Beach Rats, which was shot on 16mm film, risks reducing gay coming-of-age to seediness and shame. The movie opens with the muscled selfies Frankie takes for online profiles; much of its action involves finding sex, thinking about it, and having it. The hesitant reaction to the movie from older gay men at Sundance — especially compared to the immediate embrace of the warmhearted Call Me by Your Name — stood out to me at the festival. Guadagnino’s film is wonderful and, in fact, radical for exploring queer coming of age with the empathy and curiosity that it does. But it elides contexts that might have complicated the warmth of its morality. The film is set in 1982, and Oliver is American: His Reagan-era charm butts up against the newfound queerness of a man growing up in Europe. Worlds of context and subtext open up even there, but the film rushes past them. It treats their initial sexual encounters like well-earned consummations of desire — which, in a way, they are. But its brief gestures toward a broader, more dangerous world raise questions the movie knowingly does not answer. The movie is a safe space; I love it, but I’m not sure it ought to be.

Beach Rats is tougher, though of course not automatically better for being so. Frankie finds older men online and has sex with them in a motel and on the beach. When they ask what he’s “into,” he claims not to know. When they ask, as they’re webcamming, to see his face, he hesitates. The film ends with a violence I won’t give away — but suffice it to say that what emerges is the sense that the inner conflicts of identity might coalesce into tragedy. This was a secondary theme of Moonlight, too, but Beach Rats dwells on the question with a greater sense of irresolution, if not morality.

Call Me by Your Name is the kind of movie that attracts the praise that it’s “the movie we need right now,” a consumerist phrase often used to hype the political utility of art that has none: Watch this and you’ll know more, and feel better. Guadagnino’s film is better than that impulse, but it also plays to it slightly. Beach Rats, the better film, gets by on the strength of its perception, the new means Hittman comes up with to get at old questions given fresh social and technological contexts. Her sense of rhythm and movement and the clarity of her gaze hold Frankie under a microscope that reeks less of empathy than of curiosity and uncertainty. The movie isn’t about us; it’s about him. And this isn’t a kid who has it easy. Hittman depicts this conflict honestly.

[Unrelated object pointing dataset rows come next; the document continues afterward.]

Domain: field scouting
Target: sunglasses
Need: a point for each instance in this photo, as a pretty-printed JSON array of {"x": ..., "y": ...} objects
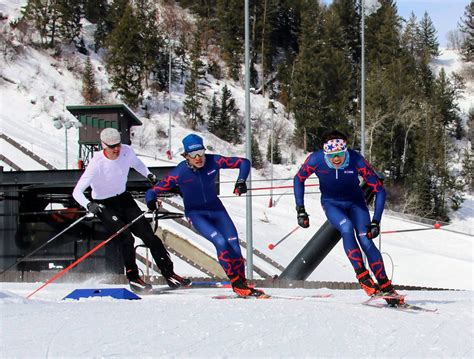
[
  {"x": 197, "y": 153},
  {"x": 335, "y": 154},
  {"x": 113, "y": 146}
]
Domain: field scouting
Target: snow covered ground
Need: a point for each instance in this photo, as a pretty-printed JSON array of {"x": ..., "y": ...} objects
[
  {"x": 190, "y": 323},
  {"x": 193, "y": 324}
]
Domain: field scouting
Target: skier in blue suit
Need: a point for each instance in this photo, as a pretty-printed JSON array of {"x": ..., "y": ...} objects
[
  {"x": 338, "y": 169},
  {"x": 195, "y": 177}
]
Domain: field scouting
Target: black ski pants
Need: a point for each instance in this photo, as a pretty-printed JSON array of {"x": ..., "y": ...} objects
[{"x": 122, "y": 209}]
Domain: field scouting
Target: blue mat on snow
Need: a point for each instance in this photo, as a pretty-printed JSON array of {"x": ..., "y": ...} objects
[{"x": 117, "y": 293}]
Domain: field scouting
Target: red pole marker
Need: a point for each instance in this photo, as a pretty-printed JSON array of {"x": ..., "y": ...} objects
[{"x": 272, "y": 246}]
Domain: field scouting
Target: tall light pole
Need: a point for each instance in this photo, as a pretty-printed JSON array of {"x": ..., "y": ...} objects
[
  {"x": 362, "y": 81},
  {"x": 248, "y": 144},
  {"x": 367, "y": 7},
  {"x": 59, "y": 123},
  {"x": 271, "y": 104},
  {"x": 169, "y": 153}
]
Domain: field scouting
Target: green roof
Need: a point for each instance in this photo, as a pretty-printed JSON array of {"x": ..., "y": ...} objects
[{"x": 133, "y": 119}]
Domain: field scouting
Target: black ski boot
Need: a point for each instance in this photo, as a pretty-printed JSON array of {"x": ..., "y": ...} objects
[
  {"x": 366, "y": 282},
  {"x": 175, "y": 281},
  {"x": 137, "y": 284},
  {"x": 242, "y": 290},
  {"x": 387, "y": 290}
]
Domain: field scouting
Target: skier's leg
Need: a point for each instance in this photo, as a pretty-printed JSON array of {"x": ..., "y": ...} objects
[
  {"x": 361, "y": 218},
  {"x": 336, "y": 214},
  {"x": 224, "y": 225},
  {"x": 204, "y": 225},
  {"x": 112, "y": 221}
]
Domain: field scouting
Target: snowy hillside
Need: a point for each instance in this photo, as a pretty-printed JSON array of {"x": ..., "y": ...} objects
[
  {"x": 36, "y": 87},
  {"x": 191, "y": 324}
]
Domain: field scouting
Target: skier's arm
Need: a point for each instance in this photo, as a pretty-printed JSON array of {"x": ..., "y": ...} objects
[
  {"x": 167, "y": 184},
  {"x": 306, "y": 170},
  {"x": 241, "y": 163},
  {"x": 138, "y": 164},
  {"x": 373, "y": 181}
]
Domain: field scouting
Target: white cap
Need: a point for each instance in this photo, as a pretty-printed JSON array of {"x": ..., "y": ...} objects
[{"x": 110, "y": 136}]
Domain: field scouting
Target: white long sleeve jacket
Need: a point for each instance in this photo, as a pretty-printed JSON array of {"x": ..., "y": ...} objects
[{"x": 106, "y": 177}]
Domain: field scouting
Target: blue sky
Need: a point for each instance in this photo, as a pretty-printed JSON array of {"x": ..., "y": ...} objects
[{"x": 445, "y": 14}]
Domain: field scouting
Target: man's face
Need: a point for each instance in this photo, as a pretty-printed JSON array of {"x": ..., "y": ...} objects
[
  {"x": 337, "y": 158},
  {"x": 112, "y": 151},
  {"x": 196, "y": 158}
]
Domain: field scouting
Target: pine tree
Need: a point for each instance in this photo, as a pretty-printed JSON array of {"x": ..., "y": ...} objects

Understandably, people want to feel good. People want — deserve — art that sees the beauty in their identity. Hence the admiration for Call Me by Your Name and the skepticism (though not, it should be said, among critics) toward Beach Rats. I’m grateful for both of these movies — but especially for Hittman’s film, which for all its discomfort and its sense of street-worn shame, moved me. Call Me by Your Name looks past history to find the beauty, and the glory, of gay identity. Beach Rats is an anchor. It reminds us to stay tethered to those corners of queer experience which, dwelling in the glory, we’ve trained ourselves not to see.